2014 lieferte sich Rosberg beim Schritt in die neue Turbo-Ära der Formel 1 mit seinem Mercedes-Stallgefährten Lewis Hamilton ein atemraubendes Duell: Zur Verblüffung der Fachwelt war der Deutsche in den Abschlusstrainings öfter vorne (mit 12:7), doch fünf Siege waren gegenüber elf GP-Triumphen zu wenig. Im WM-Finale von Abu Dhabi wurde Rosberg überdies von der Technik im Stich gelassen. Nico wurde WM-Zweiter.
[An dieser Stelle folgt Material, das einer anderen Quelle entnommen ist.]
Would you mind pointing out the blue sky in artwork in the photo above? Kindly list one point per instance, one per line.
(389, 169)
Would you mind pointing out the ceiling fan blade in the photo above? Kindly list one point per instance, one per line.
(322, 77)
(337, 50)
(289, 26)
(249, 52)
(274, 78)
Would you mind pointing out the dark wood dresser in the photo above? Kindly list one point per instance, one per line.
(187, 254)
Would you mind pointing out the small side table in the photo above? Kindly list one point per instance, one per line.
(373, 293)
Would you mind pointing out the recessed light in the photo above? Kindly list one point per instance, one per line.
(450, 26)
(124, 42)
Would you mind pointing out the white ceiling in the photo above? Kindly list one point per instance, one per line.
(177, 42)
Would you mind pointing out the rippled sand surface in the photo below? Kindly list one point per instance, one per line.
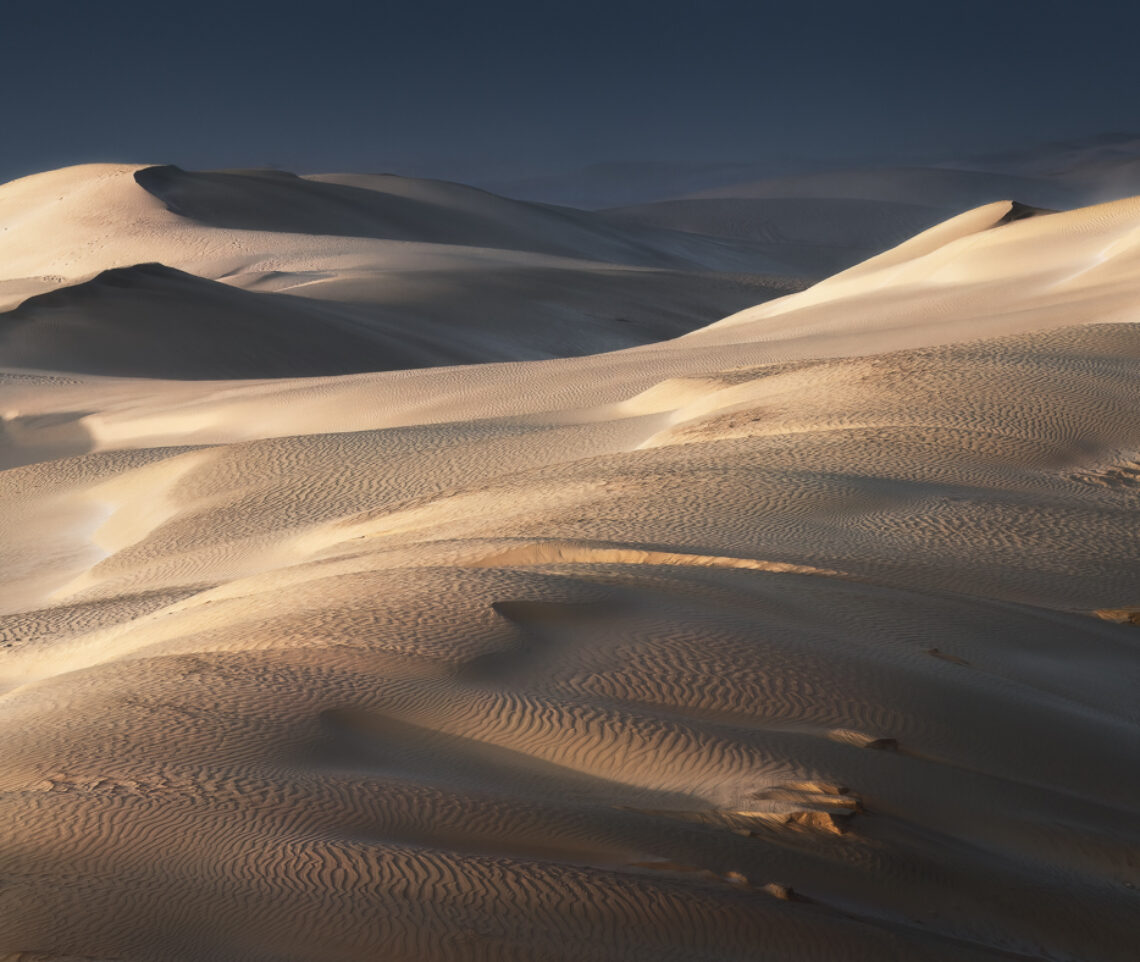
(805, 636)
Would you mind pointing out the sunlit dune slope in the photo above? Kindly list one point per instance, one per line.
(434, 272)
(775, 641)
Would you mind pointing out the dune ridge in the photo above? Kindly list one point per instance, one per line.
(796, 637)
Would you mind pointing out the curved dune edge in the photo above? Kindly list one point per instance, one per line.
(772, 641)
(571, 553)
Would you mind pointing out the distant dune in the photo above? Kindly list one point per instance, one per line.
(804, 636)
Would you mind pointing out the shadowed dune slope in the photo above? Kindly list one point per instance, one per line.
(772, 642)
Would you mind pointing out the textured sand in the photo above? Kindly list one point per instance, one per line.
(805, 636)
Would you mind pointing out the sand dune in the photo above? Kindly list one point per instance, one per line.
(385, 272)
(774, 641)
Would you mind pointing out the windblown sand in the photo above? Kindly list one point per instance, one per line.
(778, 641)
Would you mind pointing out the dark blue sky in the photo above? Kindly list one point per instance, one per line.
(471, 90)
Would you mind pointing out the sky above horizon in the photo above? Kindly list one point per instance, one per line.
(507, 89)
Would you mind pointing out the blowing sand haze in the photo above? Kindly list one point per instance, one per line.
(803, 635)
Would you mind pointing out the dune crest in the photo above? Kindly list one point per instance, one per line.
(804, 636)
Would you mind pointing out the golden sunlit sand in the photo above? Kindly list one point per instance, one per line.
(807, 635)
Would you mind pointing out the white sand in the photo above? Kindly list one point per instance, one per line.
(774, 641)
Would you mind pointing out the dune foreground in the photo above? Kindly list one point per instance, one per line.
(806, 635)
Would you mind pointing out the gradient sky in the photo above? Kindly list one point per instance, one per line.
(470, 90)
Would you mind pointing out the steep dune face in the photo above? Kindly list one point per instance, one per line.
(773, 641)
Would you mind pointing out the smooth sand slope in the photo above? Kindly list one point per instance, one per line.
(384, 272)
(773, 642)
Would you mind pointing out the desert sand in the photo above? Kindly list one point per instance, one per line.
(805, 635)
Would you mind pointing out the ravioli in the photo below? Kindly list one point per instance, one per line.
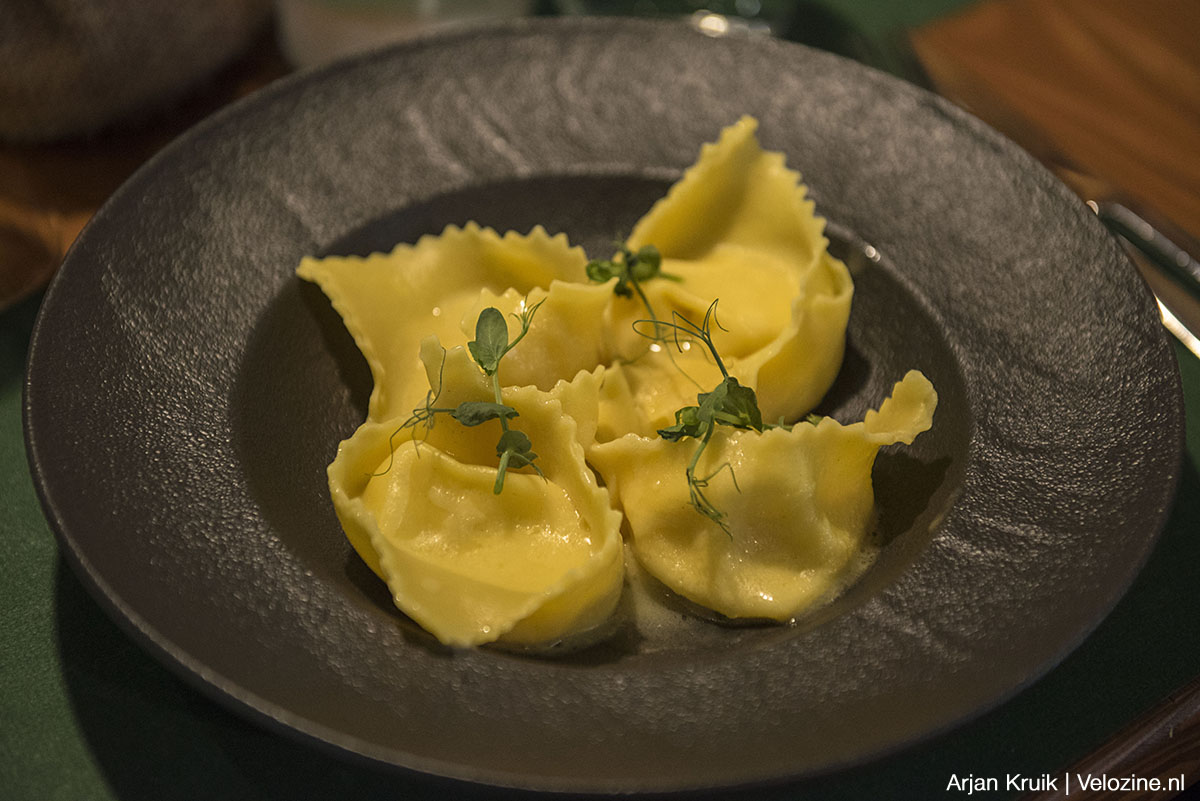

Ein Jahr später setzte Lewis Hamilton zu einem beispiellosen Erfolgslauf an. Mit beinharter Fahrweise nach den Starts von Suzuka und Austin setzte er sich jeweils an die Spitze und eroberte seinen zweiten Titel in Folge (den dritten insgesamt). Die WM-Niederlage mit dem Schubser in Austin und dem berüchtigten Kappenwurf von Hamilton lösten in Rosberg etwas aus: So eine Niederlage würde er nie wieder erleiden, schwörte sich der Wiesbadener.

Zum Schluss der Saison 2015 gewann Nico drei Rennen, da fuhr Hamilton mit angezogener Handbremse, weil es für ihn um nichts mehr ging. Zu Beginn des Jahres 2016 glänzte Rosberg mit vier Siegen, Hamilton haderte mit Speed und Standfestigkeit seines Autos. Im Sommer hatte Lewis ein Hoch und machte sich zum WM-Leader, nach der Sommerpause aber konterte Rosberg und ging erneut in Führung – eine Führung, die er nach dem Sieg in Japan mit zwei vierten Rängen in Folge klug verwaltete und in Abu Dhabi zum WM-Titel umsetzte.

Nico Rosberg hat all seine motorsportlichen Ziele abgehakt. Sein Rücktritt ist für alle bedauerlich, die ihn fahren gesehen haben, die ihn kennen, die ihn mögen.

Sein Rücktritt ist aber gleichsam so perfekt getimt wie viele seiner Rennen. Insofern bleibt sich Nico Rosberg bis zuletzt treu.